Three frontrunners in Belgian market phone systems
Numerous changes in the field of fixed-telephony communications solutions have been witnessed in recent years. Fixed telephony services continue to increase in popularity, Voice over IP has become the standard and the number of parties supplying their own hardware to end users is declining as a result of acquisitions. Three parties in the field of fixed telephony communications solutions within the Belgian business market stand out above the rest. Mitel, with just under 19 percent, is the most prevalent. Unify and Alcatel-Lucent follow shortly behind. We found both at approximately 17 percent of the interviewed parties. Proximus was found at approximately 14 percent of sites. Avaya concludes the top 5. Indeed, we encountered their systems at around 9 percent of those sites that still retain an on-site telephone exchange. These were the results of a Computer Profile analysis of approximately 3,800 interviews conducted with IT and/or telecoms personnel at Belgian business establishments with 50 or more employees.

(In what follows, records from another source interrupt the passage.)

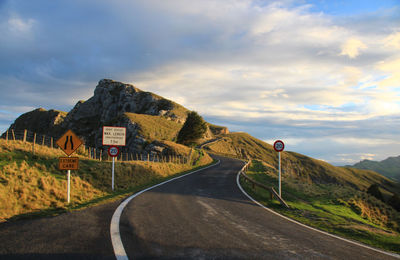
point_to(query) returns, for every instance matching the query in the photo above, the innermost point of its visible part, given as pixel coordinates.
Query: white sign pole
(112, 176)
(69, 186)
(280, 188)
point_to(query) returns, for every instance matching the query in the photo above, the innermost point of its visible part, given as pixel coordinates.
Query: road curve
(206, 216)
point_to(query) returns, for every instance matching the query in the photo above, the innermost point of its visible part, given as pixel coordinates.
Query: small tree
(374, 191)
(193, 129)
(394, 201)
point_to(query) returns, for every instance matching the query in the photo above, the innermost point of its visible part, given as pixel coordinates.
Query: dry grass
(298, 166)
(155, 127)
(32, 182)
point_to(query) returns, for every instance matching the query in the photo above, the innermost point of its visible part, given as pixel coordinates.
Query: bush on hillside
(374, 191)
(394, 201)
(193, 129)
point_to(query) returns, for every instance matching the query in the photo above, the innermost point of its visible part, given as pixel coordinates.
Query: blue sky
(324, 76)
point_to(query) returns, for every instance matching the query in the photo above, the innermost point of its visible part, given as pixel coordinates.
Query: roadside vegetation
(155, 127)
(338, 209)
(31, 184)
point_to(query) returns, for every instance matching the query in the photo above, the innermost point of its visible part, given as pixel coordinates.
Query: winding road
(204, 215)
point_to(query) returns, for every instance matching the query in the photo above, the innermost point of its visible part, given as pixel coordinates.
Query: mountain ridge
(152, 121)
(389, 167)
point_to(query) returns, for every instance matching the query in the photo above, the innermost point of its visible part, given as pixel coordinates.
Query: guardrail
(254, 183)
(96, 153)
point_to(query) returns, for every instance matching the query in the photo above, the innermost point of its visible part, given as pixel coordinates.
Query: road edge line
(118, 247)
(304, 225)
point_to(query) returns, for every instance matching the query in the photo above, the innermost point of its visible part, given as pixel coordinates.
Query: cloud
(352, 48)
(275, 68)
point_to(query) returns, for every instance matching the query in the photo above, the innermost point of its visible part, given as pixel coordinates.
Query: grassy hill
(31, 184)
(337, 209)
(298, 166)
(389, 167)
(155, 127)
(321, 195)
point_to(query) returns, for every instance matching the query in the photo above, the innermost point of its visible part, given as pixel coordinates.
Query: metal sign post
(113, 151)
(69, 186)
(69, 142)
(279, 146)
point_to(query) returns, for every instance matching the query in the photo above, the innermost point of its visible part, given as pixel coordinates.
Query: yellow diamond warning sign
(69, 142)
(68, 163)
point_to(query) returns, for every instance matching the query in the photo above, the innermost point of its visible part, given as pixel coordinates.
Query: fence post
(25, 132)
(34, 141)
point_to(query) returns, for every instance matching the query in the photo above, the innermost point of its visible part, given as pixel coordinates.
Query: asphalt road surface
(200, 216)
(206, 216)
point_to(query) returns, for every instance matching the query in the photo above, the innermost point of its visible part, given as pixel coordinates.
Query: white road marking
(119, 250)
(320, 231)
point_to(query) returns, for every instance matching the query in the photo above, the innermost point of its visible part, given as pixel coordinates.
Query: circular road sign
(113, 151)
(279, 146)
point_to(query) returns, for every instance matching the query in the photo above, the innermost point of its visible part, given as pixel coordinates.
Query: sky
(323, 76)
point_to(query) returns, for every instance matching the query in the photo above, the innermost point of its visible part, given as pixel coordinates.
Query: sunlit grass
(336, 209)
(31, 184)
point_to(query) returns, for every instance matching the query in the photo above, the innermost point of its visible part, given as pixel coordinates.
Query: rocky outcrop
(110, 101)
(110, 105)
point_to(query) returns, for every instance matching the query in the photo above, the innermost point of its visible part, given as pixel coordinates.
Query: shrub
(394, 201)
(374, 191)
(193, 129)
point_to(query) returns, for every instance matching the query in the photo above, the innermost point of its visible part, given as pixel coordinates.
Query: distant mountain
(389, 167)
(298, 166)
(153, 123)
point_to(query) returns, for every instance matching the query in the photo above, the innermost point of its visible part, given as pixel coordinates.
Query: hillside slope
(31, 183)
(146, 116)
(389, 167)
(301, 167)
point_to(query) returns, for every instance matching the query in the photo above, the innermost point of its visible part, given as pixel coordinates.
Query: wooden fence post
(34, 141)
(25, 132)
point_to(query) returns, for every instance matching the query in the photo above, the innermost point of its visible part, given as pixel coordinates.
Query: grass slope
(341, 210)
(301, 167)
(31, 184)
(155, 127)
(389, 167)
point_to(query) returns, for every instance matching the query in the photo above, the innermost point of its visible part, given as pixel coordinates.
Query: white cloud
(250, 64)
(20, 26)
(352, 48)
(393, 41)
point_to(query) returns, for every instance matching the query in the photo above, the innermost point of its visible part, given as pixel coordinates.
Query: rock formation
(110, 105)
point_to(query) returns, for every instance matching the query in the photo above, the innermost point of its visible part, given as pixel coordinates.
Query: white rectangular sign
(114, 135)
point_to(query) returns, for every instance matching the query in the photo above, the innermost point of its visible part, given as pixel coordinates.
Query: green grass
(31, 184)
(339, 210)
(298, 166)
(155, 127)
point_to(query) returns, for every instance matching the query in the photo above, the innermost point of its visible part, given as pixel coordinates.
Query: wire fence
(95, 153)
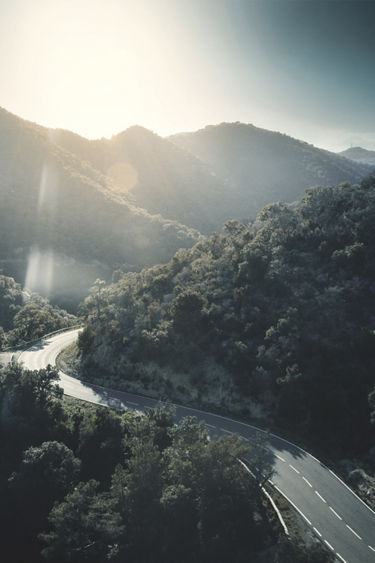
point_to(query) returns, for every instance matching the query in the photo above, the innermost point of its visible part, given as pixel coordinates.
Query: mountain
(62, 222)
(157, 175)
(262, 166)
(270, 321)
(360, 155)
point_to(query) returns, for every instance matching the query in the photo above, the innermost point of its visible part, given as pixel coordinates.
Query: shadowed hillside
(60, 216)
(155, 174)
(263, 166)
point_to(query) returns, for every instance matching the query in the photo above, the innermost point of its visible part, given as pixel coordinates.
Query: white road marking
(353, 532)
(335, 513)
(294, 469)
(320, 496)
(329, 545)
(294, 506)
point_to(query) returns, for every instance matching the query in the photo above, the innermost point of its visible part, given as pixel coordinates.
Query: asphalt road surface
(336, 515)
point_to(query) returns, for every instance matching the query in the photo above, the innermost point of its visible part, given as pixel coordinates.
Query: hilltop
(360, 155)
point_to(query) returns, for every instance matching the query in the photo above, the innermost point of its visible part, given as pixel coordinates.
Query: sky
(96, 67)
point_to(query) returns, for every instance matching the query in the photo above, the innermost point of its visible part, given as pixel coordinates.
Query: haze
(95, 67)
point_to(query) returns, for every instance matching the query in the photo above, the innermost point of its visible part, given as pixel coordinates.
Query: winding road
(336, 515)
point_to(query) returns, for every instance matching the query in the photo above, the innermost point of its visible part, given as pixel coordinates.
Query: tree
(84, 527)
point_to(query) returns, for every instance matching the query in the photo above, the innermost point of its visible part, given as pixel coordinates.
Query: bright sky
(96, 67)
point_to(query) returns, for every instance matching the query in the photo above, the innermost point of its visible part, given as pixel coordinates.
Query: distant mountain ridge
(155, 174)
(263, 166)
(74, 209)
(360, 155)
(64, 219)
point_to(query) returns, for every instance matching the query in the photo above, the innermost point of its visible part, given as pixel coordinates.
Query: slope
(58, 209)
(264, 166)
(360, 155)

Some nuances are visible for the various market segments. Alcatel-Lucent has its strongest presence in public sector institutions and major commercial sites (Multinationals). Mitel enjoys the number 1 place at the sites of National Enterprises (250-2500 employees in Belgium) and Medium sized businesses (50-250 employees). It should highlighted that the figures mention parties that are not communications solutions hardware or software manufacturers themselves. Rather, they supply solutions from other vendors. In many cases, the end users interviewed mention the name of the supplier/service provider, rather than the manufacturer. This applies to Nextel, Essec and, in particular, Proximus, for example.
When the use of a particular vendor’s on-premise fixed-telephony communications solution (penetration) is not examined in isolation, and the capacity of the system based on the number of extensions is additionally considered, then the following picture emerges.
What is immediately apparent, is that Mitel is the most prevalent party in terms of the number of sites, yet ranks number three based on the total number of extensions. Alcatel-Lucent is the most widely used solution for major public organisations and multinationals, thus it takes the number 1 position when considering the share based on the number of extensions.
Average age of the PABX
Communications solutions for fixed telephony boast a relatively long life cycle. The average age of the installations encountered was approximately 7½ years. Thus, manufacturers who, in recent years, sold few new systems to the business establishments interviewed exhibit a higher average age, whilst those who sold more installations in recent years exhibit a lower average age.
The systems from 3CX, Escaux, Nec and Cisco boast the youngest average age. In comparison to previous years, 3CX is a new name in the figure below. In order to outline the average age of a telephone exchange, we require at least several dozen interviews for the brand concerned. 3CX exceeds this threshold for the first time (however the numbers are still indicative, the same applies to Samsung).
The oldest system by far is that of Philips. Such older systems are the first that are likely to be replaced. Whether that’s via an on-site communications server is, at best, questionable, in light of the increasing use of Hosted Voice.
PABX or not?
Approximately three quarters of the Belgium business locations interviewed indicate that they still retain an on-site telephone exchange. That percentage has fallen in recent years. Last year it was still around 80 percent, the year before, approximately 85 percent. In addition to using a local telephone exchange, some companies also make use of an exchange which, whilst located within their own organisation, is not on-site, but rather at a head office or sister site, for example. However, we rarely see this within the Belgian market and it applies to only a few percent of sites. Thus, around 23 percent of sites do not have a fixed telephony communications solution in the form of a local or company telephone exchange. These therefore make use of a solution supplied by a service provider. Whilst this can be a hosted voice solution, the fixed telephony solution may also fall under an outsourcing contract for example.
When examining the use of a local telephone exchange, two segments immediately jump out; the transport sector and the ICT & Utilities segment, both of which make significantly less use of a local communications server than other industries. These two segments also make the most frequent use of an external service provider for fixed telephony services.